しかしその後何が起こったか。一部の人々が急激に金を儲けたのである。そして他の人々を引き上げたか。いや、そんなこと、これっぽっちも思いつかなかった。金を儲けた人々は、さらに金を儲けただけだった。企業はこぞって非正規社員というものを雇い、豊かでない人々を引き上げるどころか踏み台にして生き延びようとしている。引き上げる効果をもった政策も仕組みも何ひとつ作らなかったところをみると、この選択肢は最初から、「みなで貧しくなるか、それとも貧しい人々を踏み台にして、一部の人々がさらに豊かになるか」という選択肢だったに違いない。こういうめくらましの政策を立てる学者を「御用学者」と言う。
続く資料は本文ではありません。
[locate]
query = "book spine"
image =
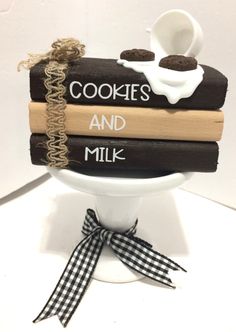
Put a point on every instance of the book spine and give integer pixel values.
(133, 122)
(103, 81)
(127, 155)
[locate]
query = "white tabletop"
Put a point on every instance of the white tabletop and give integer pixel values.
(39, 230)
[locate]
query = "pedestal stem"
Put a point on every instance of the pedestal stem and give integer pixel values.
(117, 213)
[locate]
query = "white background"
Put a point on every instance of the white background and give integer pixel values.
(106, 27)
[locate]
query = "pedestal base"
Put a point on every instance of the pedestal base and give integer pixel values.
(117, 203)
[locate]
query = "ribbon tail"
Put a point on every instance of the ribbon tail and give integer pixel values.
(143, 259)
(74, 280)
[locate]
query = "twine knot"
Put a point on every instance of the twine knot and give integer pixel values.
(66, 50)
(63, 50)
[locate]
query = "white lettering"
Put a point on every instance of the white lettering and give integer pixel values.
(76, 96)
(115, 155)
(116, 122)
(122, 122)
(133, 90)
(85, 90)
(100, 91)
(94, 123)
(103, 154)
(87, 151)
(117, 89)
(105, 91)
(146, 94)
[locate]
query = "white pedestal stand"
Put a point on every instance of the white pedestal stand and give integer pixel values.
(117, 204)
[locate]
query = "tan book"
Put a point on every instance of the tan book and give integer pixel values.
(133, 122)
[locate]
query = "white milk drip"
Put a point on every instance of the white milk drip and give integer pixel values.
(173, 84)
(165, 40)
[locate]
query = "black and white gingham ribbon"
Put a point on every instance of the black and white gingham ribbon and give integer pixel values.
(131, 250)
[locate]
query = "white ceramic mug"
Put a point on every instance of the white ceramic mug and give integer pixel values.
(176, 32)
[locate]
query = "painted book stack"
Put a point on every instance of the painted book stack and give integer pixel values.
(116, 125)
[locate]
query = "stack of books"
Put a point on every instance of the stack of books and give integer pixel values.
(116, 125)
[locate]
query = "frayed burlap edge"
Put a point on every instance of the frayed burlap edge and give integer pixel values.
(63, 51)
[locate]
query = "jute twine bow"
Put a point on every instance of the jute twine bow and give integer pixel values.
(62, 53)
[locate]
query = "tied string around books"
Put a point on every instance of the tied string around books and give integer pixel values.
(63, 52)
(134, 252)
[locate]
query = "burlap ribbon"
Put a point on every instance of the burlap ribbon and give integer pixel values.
(62, 53)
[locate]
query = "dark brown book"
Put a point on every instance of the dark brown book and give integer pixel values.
(104, 82)
(107, 156)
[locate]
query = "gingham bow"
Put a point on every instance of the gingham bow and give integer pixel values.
(134, 252)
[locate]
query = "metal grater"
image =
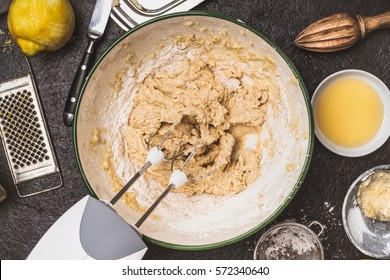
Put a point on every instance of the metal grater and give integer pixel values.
(26, 140)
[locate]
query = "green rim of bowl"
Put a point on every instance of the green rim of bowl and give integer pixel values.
(308, 107)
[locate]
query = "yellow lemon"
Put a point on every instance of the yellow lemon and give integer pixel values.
(41, 25)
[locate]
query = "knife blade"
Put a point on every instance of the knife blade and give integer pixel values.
(95, 32)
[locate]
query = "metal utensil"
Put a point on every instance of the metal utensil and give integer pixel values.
(290, 241)
(370, 236)
(25, 136)
(95, 32)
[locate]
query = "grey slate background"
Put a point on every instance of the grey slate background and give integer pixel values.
(24, 221)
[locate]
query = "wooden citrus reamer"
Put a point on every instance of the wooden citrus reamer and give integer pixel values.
(339, 31)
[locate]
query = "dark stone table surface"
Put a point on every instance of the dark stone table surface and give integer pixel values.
(23, 221)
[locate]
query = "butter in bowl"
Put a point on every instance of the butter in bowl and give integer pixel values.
(351, 111)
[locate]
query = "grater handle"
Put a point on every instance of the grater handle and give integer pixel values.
(78, 82)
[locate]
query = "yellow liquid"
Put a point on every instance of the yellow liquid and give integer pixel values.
(349, 112)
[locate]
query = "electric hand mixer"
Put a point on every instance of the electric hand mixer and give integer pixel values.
(91, 229)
アルフィ・コーンというアメリカの心理学者の仕事に『競争社会をこえて』(法政大学出版局)という著書がある。アメリカ社会に蔓延している競争神話に疑問を抱き続け、20年も前から警告を発し続けている。コーンをはじめとする学者たちは、競争による生産性より協力による生産性の方が高いことを立証してきた。競争は構造的なものであり、無意識にせよその構造のなかで生きることは「不幸な、緊張した状態」だと言い放つ。日本人をはじめとするアメリカ型社会の人々は、競争的な経済システムが自明な善だと信じ込み、問題は配分なのだ、ということに気づかない(ふりをする)。「国民総生産がいくらたかくても、財を手にいれることができるのはだれなのかについて」は問題にされない、と言う。

日本はこういうアメリカ型競争社会に、とっくに陥れられている。ほんとうはもうひとつの選択肢「みなで貧しくなる」方を選んだ方がよかったのではないか?竹中平蔵は、「金持ちを貧乏人にしても貧乏人が金持ちになるわけではない」と語っているが、本当だろうか?人を踏み台にしない――具体的には、給与水準を高くする、正規雇用を増やす、安い国外労働力を利用しない、フェアトレードになるよう努力する、富裕層から取った税金を最低生活保障に還元する、奢侈品の消費税を高くする、寄付金分の所得税を完全免除する――という方法を徹底すれば、金持ちは貧乏になって貧乏人は金持ちになるのではないだろうか?

いや、貧乏とか金持ちとか、こういう言葉はダメですね。自分を含め多くの人が贅沢でない質素な暮らしができるようにする――大事なのはそれだけなんですけどね。なんでそういうことを、政治は目標にしないんでしょ。